The problem, he said, stems from grant agencies like the NIH who prioritize hypothesis-driven experiments, causing researchers to “extrapolate from the particular to the general.” In trying to build a narrative, researchers draw more sweeping conclusions than their data may suggest. The technique is fantastic for headlines (“Gene Predicts Time Of Death Down To Hour, Study Suggests”), but it creates a dogma that’s difficult to upend. Researchers analyzing a RAS pathway for potential therapeutics may each have different results, but as Friend explained, “that’s not noise, that’s signal.” Instead, the research community needs to learn how to embrace that complexity.

 

Make Them Compete 

 

Embracing complexity requires experts, especially in multidisciplinary fields like cancer, and as Friend explained, “The person who generated that data may not be the best person to analyze it.” The solution, he says, is to move away from biology’s publication model for sharing data—which can delay a study’s published results for a year after the study was completed. 

Biomedical research could learn from the strong community in software development: Web-based services like GitHub, allow software engineers to collaborate on projects in real time. “We should have a GitHub,” he suggested. “I’m jealous of the software engineers.”

 

But this would discard one of the key features of the publication model: attribution. The key, says Friend, is building into these sharing tools ways for scientists to get credit for their work. “Prominence is essential,” he explained.

 

Synpase, a Web service from Sage Bionetworks, is Friend’s attempt to bring GitHub’s spirit to the lab bench. The idea is simple: big data has given us more genomics and clinical data, but the same number of scientists is left to analyze it. Tools that streamline communication can let more experts analyze a group’s data. Errors are caught faster, and a more diverse group of experts can get involved with a project. 

 

By hosting the TCGA data (The Cancer Genome Atlas) for cancer genotypes on Synpase, Friend said, the program allowed over 100 researchers from 30 institutions to work with the data. In nine months, the groups were able to publish 12 papers on the data.

 

Despite his enthusiasm, Friend is hesitant about how seamlessly such a program would be adopted. “I’m much more worried about the academics” than those in biotech, he said. The biotech industry has learned how to work in teams, but the tenure model of academia has made professors more reticent. 

 

One solution, he suggests, is competitions. The DREAM Challenge, hosted by Synapse, asks participants to use Alzheimer’s patients’ genome sequencing data to build a model that predicts cognitive changes over time. “If you want people to share,” said Sage, “let them compete.” 

 

Patients on the Team 

 

Even ensuring efficient communication between researchers leaves out a critical variable: the patients they hope to treat. “We’re doing a good job of getting genotypic data,” said Friend, “but we’re not doing a good job of getting phenotypic data.” 

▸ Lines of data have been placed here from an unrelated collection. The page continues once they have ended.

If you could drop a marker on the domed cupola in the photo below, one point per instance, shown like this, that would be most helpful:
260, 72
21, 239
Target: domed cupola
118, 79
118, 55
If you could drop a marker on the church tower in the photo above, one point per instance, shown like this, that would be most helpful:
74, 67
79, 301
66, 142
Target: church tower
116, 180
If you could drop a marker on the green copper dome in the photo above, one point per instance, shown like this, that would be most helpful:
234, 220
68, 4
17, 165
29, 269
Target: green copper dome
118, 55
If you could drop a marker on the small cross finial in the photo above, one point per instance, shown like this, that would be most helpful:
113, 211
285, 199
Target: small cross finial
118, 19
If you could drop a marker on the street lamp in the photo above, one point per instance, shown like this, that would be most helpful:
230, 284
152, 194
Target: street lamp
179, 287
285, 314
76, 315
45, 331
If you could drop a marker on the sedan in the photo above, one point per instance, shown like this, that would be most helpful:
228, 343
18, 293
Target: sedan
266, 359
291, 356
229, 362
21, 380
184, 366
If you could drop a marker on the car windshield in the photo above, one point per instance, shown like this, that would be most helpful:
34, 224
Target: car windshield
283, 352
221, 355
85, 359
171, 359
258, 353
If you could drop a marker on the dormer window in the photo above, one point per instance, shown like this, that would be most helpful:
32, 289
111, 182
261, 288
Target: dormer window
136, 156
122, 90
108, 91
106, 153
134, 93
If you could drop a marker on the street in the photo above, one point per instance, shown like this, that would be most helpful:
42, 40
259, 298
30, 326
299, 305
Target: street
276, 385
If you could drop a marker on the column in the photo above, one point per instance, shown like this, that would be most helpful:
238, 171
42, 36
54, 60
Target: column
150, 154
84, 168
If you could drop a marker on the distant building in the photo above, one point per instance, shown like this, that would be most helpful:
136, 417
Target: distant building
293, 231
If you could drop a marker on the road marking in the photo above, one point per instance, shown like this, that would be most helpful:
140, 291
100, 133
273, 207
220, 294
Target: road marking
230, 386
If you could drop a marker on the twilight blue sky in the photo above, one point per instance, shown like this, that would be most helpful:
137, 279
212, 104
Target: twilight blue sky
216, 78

Companies like 23andMe aggregate and monetize patient data by creating an “entertainment” service, he says, which lets clients learn about their genes, while contributing to the company’s patient data bank. But Friend thinks research can benefit by treating patients more like research partners. 

 

“We’re interested in turning anecdotes into signal,” said Friend, echoing Sage’s motto. Sage is developing a mobile app for Parkinson’s patients to upload their subjective data to help researchers learn more about who’s benefiting from treatment.

But on all levels, from pathways to patients, biological research needs to open its gates, said Friend. Instead of secrecy and scoop scares, he insisted, the researcher’s instinct should be, “How can I get the most number of people looking at my data as possible.” 

 

“What’s it going to take,” he asked, “to have that be the way we think?”